Petition to fund N.W.T. arts with lottery funds gains traction

Proceeds from scratch and lottery tickets help fund sports programs across the N.W.T. — but not the arts. Eli Purchase wants to change that.

More than 200 people endorse initiative as legislative assembly reviews lotteries act

Lotteries in the Northwest Territories provide approximately $5 million in funding to sports and recreation programs across the territory. More than 100 people have signed a petition to see that money shared with arts programs. (CBC)

Proceeds from scratch and lottery tickets help fund sports programs across the Northwest Territories — but not the arts.

Eli Purchase wants that to change.

He's started an online petition to see this pot of money shared with aspiring artists.

"There are millions of dollars that come in, so maybe a couple hundred thousand could go to the arts council or something like that," he said.

Currently, about $5 million from lotteries fund sport and recreation programs across the territory.

Purchase formerly worked with a government department that supported the N.W.T. Arts Council. He also sits on sports boards in Yellowknife. As of Sunday afternoon, the petition had collected more than 200 signatures.

The legislative assembly's Standing Committee on Government Operations is currently reviewing the Western Canada Lottery Act — the committee is scheduled to hold a public hearing on the act on Wednesday.

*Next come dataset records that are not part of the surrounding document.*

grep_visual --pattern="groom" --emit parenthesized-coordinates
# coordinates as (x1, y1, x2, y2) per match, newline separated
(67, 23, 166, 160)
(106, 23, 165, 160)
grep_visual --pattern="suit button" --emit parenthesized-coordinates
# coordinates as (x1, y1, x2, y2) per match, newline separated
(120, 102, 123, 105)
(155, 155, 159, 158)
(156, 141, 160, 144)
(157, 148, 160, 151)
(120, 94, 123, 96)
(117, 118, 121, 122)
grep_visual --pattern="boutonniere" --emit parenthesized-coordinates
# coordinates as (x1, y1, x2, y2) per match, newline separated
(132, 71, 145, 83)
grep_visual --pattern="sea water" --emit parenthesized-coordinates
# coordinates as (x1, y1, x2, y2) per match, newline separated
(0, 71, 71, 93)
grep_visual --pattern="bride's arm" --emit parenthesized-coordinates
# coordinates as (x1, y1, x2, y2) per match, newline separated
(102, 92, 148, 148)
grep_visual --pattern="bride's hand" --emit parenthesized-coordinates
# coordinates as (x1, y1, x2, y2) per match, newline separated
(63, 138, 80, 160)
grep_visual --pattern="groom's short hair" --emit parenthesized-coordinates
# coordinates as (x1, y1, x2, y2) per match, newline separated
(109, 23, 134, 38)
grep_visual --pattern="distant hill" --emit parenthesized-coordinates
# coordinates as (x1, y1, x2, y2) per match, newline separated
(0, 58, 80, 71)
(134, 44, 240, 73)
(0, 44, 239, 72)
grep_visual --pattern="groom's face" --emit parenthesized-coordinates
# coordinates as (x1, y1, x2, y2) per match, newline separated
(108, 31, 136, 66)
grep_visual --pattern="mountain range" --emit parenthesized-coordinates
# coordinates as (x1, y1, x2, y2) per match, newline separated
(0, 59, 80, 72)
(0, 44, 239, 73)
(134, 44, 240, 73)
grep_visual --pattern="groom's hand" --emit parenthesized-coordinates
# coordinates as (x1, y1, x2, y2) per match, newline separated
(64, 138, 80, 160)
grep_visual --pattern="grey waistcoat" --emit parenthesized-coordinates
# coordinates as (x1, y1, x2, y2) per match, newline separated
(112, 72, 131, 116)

Yellowknife resident Eli Purchase started the petition to share lottery funds with arts programming in the N.W.T. (Submitted by Eli Purchase)

Aaron Wells, executive director of NWT Aboriginal Sports Circle, says now is not the time to fight over funding.

"Both are probably underfunded," Wells said.

"But I don't think one sector taking money from another sector is the way to go about things."

The Western Canada Lottery Act was passed in 1988 to provide revenues for sport and recreation programs in the Northwest Territory. The legislative assembly is reviewing the bill after hearing warnings from the Canada Revenue Agency that those revenues could be subject to federal taxation.

The purpose of the review is to move the territory's lottery operations to the Department of Municipal and Community Affairs in order to avoid this taxation, according to Jay Boast, a spokesperson with the department.

There are currently no proposals in the review to take money away from sports programming. However, MLAs could make changes as the bill moves through the legislative assembly.

Boast stated a number of territory's government departments provide funds for arts and cultural activities.